Ano novo e problemas velhos

Revista Sábado
Paulo Lona
Presidente do Sindicato dos Magistrados do Ministério Público
A chegada de um novo ano é tradicionalmente um momento propício para reflexões e balanços, e o setor da justiça não é exceção a esta prática.
A grande maioria dos problemas identificados na justiça nos anos anteriores transitam, sem alterações substanciais, para o ano de 2025.
No âmbito do sistema judicial, magistrados, suas instituições e sindicatos têm consistentemente apontado as deficiências, problemas e obstáculos que provocam atrasos e ineficiências, clamando por mudanças que assegurem os recursos humanos, materiais e tecnológicos necessários.
A escassez de magistrados e oficiais de justiça tem sido frequentemente denunciada em discursos oficiais e informais, bem como em reuniões com diversos atores políticos, incluindo grupos parlamentares e o Ministério da Justiça. Esta preocupação estende-se também à insuficiência de recursos materiais e tecnológicos.
Para o Ministério Público, é crucial a existência de redes estáveis, seguras e rápidas, além de um sistema informático adequado para a gestão de inquéritos. Este sistema, que deve ser administrado pelo próprio Ministério Público, precisa garantir uma organização eficaz das provas, sendo seguro, robusto, ágil e intuitivo.
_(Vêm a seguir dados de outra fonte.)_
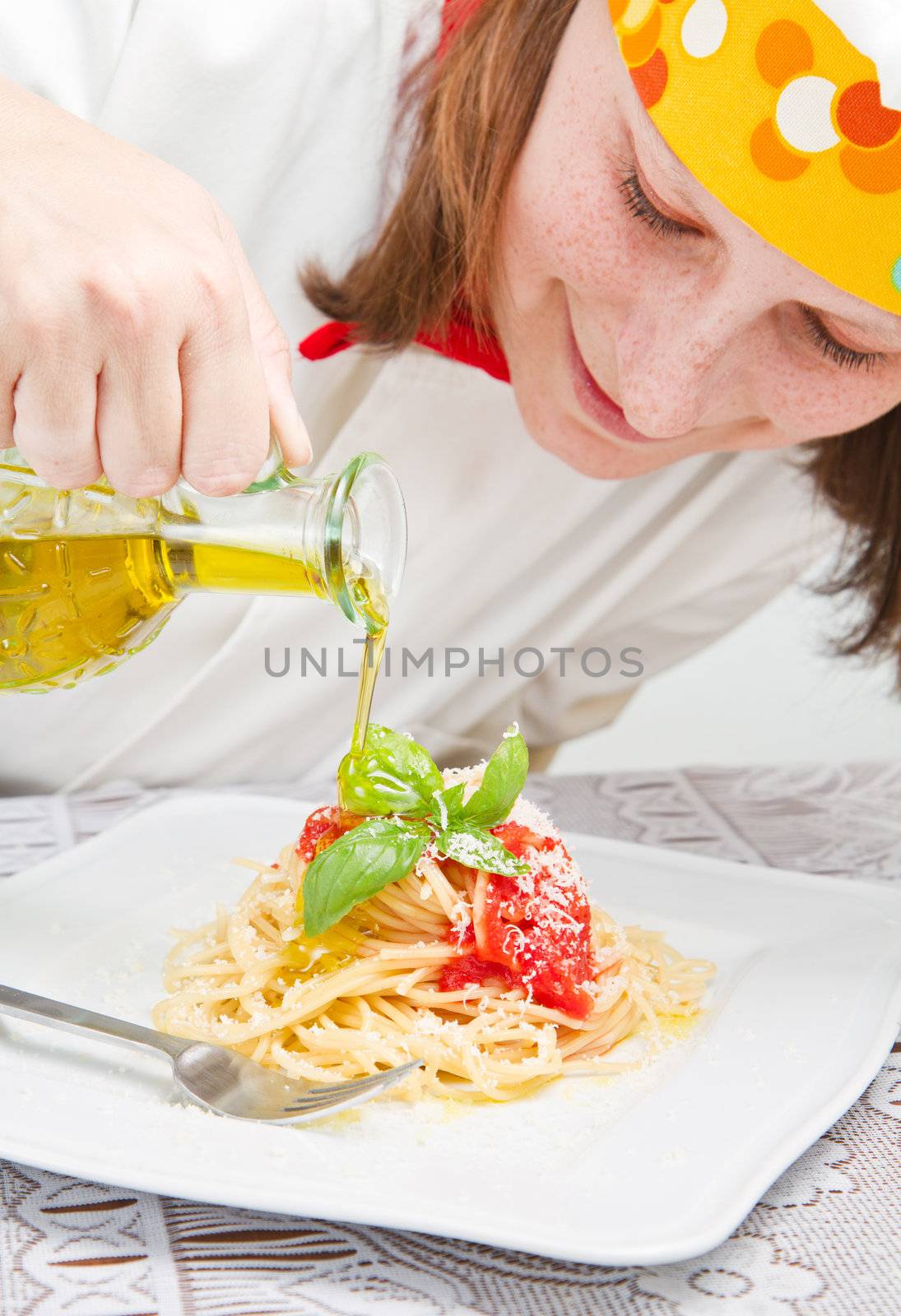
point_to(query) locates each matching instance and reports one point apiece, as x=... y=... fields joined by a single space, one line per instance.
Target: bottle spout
x=365 y=540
A interoperabilidade com os sistemas utilizados pelas polícias e institutos responsáveis por perícias é fundamental para otimizar o tempo na obtenção de denúncias, relatórios finais e meios de prova.
É imperativo que tribunais e departamentos do Ministério Público estejam instalados em espaços dignos, acessíveis aos cidadãos, seguros para profissionais e utentes, e funcionais. Contudo, muitas destas instalações encontram-se envelhecidas, necessitando de obras de conservação, enquanto outras são completamente inadequadas para suas finalidades. A manutenção e conservação eficaz destes edifícios continua a ser uma questão não resolvida, essencial para garantir o funcionamento adequado dos serviços de justiça e assegurar condições de saúde, higiene e segurança para todos os envolvidos, sejam profissionais (magistrados, advogados, oficiais de justiça…) ou utentes do serviço de justiça.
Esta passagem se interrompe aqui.